FSF licenses contain attribution and copyleft clauses. It's "do whatever you want with it provided that you X, Y and Z". Just taking the first part without the second part is a breach of the license.

It's like renting a car without paying and then claiming "well you said I can drive around with it for the rest of the day, so where is the harm?" while conveniently ignoring the payment clause.

You maybe confusing this with a "public domain" license.

mjg59 13 hours ago|||
If what you do with a copyrighted work is covered by fair use it doesn't matter what the license says - you can do it anyway. The GFDL imposes restrictions on distribution, not copying, so merely downloading a copy imposes no obligation on you and so isn't a copyright infringement either.

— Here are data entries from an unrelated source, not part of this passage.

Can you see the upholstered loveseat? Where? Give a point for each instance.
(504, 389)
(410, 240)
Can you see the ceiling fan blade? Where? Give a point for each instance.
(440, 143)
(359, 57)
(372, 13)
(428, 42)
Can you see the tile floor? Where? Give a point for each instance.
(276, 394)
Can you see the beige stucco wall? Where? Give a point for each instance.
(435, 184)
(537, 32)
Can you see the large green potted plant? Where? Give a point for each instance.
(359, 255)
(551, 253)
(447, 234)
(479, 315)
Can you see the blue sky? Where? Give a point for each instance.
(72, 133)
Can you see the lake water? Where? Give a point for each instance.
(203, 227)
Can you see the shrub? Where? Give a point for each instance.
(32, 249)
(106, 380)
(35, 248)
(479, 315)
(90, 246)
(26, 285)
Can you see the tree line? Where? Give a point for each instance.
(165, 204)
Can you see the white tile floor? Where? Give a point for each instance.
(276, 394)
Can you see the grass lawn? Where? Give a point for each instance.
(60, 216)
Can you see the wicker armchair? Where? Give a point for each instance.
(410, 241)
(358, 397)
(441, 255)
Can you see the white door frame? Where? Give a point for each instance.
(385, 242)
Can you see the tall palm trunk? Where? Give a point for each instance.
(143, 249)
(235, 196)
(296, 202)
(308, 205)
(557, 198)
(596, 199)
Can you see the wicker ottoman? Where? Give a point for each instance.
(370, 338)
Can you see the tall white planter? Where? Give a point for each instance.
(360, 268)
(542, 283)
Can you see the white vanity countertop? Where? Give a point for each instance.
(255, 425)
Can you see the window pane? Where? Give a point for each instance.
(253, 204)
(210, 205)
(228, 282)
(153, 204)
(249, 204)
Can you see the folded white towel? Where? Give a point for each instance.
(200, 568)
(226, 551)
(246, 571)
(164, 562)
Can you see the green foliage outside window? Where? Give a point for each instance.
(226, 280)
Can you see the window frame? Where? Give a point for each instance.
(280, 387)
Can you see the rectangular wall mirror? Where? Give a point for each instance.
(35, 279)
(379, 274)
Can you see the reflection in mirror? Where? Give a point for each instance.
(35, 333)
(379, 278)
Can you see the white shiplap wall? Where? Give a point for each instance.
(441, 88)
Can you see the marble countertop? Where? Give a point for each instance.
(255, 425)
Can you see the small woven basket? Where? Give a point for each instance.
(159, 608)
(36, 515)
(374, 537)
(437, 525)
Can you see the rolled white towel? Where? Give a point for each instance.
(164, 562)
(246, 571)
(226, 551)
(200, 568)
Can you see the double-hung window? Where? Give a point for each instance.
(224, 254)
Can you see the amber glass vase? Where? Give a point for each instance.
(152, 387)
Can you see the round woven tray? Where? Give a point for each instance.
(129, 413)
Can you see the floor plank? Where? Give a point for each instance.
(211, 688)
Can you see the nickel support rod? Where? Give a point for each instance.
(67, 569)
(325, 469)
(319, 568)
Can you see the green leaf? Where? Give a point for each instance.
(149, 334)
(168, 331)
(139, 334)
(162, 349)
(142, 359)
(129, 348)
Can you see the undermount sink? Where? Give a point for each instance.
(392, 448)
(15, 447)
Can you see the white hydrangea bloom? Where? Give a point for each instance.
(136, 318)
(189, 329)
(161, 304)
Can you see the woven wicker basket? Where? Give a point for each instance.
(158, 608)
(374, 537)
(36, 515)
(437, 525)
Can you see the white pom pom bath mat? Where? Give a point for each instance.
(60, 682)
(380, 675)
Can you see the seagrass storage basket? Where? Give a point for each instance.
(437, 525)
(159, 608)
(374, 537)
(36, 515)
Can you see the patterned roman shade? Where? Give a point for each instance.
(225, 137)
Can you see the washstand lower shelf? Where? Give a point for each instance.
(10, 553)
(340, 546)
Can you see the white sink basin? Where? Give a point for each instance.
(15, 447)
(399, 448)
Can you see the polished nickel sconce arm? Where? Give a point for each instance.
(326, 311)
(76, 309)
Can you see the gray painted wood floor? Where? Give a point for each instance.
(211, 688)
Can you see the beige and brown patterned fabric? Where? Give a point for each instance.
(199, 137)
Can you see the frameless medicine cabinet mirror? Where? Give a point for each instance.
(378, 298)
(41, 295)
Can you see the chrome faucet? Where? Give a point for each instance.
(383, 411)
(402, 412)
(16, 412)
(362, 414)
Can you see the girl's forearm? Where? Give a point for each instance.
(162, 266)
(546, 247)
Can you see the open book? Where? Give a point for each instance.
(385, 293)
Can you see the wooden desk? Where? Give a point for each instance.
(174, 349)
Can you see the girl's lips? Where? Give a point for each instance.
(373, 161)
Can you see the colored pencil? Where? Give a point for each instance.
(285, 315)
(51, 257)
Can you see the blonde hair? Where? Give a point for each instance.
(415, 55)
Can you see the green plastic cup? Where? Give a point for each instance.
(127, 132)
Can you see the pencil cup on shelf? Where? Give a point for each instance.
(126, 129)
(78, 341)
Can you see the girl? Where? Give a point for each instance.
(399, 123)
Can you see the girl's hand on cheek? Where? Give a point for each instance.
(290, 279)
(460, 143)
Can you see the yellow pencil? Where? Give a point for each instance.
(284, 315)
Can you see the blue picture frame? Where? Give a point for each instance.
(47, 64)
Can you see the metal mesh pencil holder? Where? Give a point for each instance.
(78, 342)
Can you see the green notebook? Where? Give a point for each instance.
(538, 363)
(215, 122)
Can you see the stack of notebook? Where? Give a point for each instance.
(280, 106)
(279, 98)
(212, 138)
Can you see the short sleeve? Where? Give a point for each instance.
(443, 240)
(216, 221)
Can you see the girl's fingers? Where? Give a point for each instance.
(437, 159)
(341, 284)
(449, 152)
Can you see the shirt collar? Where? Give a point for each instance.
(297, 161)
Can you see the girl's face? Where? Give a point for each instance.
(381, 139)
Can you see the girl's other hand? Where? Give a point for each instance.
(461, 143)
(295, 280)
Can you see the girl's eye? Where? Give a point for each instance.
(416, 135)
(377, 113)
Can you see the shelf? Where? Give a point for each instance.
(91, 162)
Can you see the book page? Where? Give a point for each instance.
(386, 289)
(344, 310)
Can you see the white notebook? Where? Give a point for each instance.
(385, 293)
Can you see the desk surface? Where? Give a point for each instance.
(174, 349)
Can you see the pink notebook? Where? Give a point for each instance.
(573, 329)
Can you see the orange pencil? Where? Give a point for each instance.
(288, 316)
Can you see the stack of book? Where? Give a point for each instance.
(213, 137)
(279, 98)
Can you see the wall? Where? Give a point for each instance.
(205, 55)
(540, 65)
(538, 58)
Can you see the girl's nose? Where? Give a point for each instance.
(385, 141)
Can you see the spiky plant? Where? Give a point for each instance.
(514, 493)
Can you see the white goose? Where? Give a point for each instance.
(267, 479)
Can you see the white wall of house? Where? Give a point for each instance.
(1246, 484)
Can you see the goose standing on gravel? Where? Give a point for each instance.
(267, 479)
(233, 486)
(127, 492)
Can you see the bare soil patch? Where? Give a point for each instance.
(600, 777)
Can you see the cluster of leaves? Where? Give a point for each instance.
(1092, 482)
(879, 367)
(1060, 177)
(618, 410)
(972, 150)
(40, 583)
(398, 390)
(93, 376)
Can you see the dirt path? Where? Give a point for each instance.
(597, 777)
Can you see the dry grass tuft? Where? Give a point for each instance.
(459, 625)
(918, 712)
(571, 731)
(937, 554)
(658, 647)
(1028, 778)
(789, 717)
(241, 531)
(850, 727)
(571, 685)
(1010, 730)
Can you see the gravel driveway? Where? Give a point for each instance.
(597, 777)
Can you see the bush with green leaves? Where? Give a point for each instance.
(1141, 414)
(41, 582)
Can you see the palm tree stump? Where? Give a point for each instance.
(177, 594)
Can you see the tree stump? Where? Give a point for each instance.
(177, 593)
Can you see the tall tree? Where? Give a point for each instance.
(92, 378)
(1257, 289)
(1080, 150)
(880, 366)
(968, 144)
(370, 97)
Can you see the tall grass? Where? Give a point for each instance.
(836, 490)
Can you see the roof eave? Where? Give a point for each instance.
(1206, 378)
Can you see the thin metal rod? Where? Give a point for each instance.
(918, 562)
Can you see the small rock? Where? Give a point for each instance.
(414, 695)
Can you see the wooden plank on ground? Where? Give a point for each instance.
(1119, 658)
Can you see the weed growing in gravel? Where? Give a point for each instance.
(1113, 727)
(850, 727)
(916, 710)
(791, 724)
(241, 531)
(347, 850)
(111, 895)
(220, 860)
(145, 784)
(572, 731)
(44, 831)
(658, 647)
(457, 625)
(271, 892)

I used to be on the FSF board of directors. I have provided legal testimony regarding copyleft licenses. I am excruciatingly aware of the difference between a copyleft license and the public domain.

danlitt 12 hours ago|||
> I am excruciatingly aware of the difference between a copyleft license and the public domain.

Then why did you say "no harm was caused"? Clearly the harm of "using our copylefted work to create proprietary software" was caused. Do you just mean economic harm? If so, I think that's where the parent comments confusion originates.

mjg59 5 hours ago||
No harm under copyright law
friendzis 11 hours ago||||
> The GFDL imposes restrictions on distribution, not copying, so merely downloading a copy imposes no obligation on you and so isn't a copyright infringement either.

The restrictions fall not only on verbatim distribution, but derivative works too. I am not aware whether model outputs are settled to be or not to be (hehe) derivative works in a court of law, but that question is at the vey least very much valid.

mcherm 10 hours ago|||
It's the third sentence of the article:

> the district court ruled that using the books to train LLMs was fair use but left for trial the question of whether downloading them for this purpose was legal.

friendzis 9 hours ago||
No, those are separate issues.

The pipeline is something like: download material -> store material -> train models on material -> store models trained on material -> serve output generated from models.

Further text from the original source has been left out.